Still – there was two companies I liked – Tricorn and Vislink, and I knew much of my portfolio had appreciated. This meant that the value in some of my stocks had become less obvious, but the portfolio also had a reasonable (~8%) cash pile to play with. I don’t like holding cash – if I were to have no ideas and didn’t think I’d find any for any prolonged period of time I’d either buy an index tracker or another ‘productive’ asset like bonds. Here are the transactions, then:
– Sell British Polythene Industries
– Buy Vislink (~8% of portfolio)
– Buy Tricorn (~8% of portfolio)
Some thoughts on the first of those – British Polythene has appreciated about 70% in the 11 months I’ve held it. With a sell decision like this, there’re always two competing factors at play; yes, it’s more expensive, but the reason it’s more expensive is because sentiment on the company has improved. Why has sentiment on the company improved? Usually because of improving operations – and improving operations means the company offers better value. In British Polythene’s case, the improvement hasn’t been massive – to me, it was simply a classic case of where investor perception was overly pessimistic in the first place. This from my note shortly before buying:
The two major blemishes, it seems to me, are the remaining question marks over input costs through the business (and therefore margins) and a rather ugly pension scheme with several assumptions that raise my (admittedly novice!) eyebrows.
And, granted, these were problems – but they were problems the company managed, as they had been doing for years. Broker consensus seems to be that BPI are back on the growth path now, which probably explains the price surge – from a P/E of something like 6 to 12. I don’t think British Polythene is hugely expensive now, but I don’t think it’s cheap and – at the end of the day – it’s not a fantastic company. It’s in a mostly commoditised sector, though it seems to manage some differentiation that allows it to earn decent returns. Those returns, I should note, are higher than they have ever been. I can’t find the reason for that, but it makes me nervous anyway given how competitive I would have thought this sector was.

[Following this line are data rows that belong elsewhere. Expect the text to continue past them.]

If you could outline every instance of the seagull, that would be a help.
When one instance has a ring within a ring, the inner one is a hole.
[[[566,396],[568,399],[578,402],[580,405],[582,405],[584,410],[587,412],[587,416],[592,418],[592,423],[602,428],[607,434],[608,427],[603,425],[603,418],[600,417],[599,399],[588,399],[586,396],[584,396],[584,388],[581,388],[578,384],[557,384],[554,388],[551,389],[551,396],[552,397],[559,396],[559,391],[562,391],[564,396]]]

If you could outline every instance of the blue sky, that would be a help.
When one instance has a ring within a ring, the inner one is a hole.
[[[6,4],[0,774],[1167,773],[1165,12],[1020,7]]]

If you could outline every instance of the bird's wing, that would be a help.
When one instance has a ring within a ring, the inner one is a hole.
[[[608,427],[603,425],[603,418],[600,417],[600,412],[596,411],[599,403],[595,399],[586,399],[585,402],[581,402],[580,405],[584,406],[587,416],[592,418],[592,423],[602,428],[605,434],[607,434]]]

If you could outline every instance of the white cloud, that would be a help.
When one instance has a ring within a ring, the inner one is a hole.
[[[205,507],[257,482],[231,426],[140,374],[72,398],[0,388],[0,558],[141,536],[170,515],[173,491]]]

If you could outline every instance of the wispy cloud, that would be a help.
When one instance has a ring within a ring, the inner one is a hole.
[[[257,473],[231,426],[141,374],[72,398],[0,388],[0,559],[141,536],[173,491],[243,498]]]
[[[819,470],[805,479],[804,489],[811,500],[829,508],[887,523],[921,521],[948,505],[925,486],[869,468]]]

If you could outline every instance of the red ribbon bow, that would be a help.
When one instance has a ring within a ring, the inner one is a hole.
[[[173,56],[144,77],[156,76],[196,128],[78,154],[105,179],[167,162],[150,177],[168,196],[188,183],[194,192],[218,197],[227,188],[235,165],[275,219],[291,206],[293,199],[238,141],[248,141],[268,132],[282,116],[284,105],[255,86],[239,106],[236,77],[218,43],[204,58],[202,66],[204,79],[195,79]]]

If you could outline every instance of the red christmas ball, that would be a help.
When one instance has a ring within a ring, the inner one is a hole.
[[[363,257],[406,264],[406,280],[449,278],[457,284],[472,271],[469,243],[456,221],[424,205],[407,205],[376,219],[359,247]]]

Regardless of operational performance, the big thorn in the side of the company is still that pension scheme deficit. As I’ve said many times – it’s a point of interest, but not something I’m giving too much thought to as an investment strategy. In this case it further confuses a company I’m not sure is worth ~4 times tangible book, and so it made way for the two new boys.
Finally, in the interests of full and fair disclosure, here are all of the positions the portfolio currently holds, sorted in order of size. I’ll do a more detailed look at performance in my biannual review in July.
Harvey & Thompson
Some of these I am still unsure of, so don’t take it as my endorsing them as I will be reviewing most of these shortly – particularly Lookers, Communisis and Dart.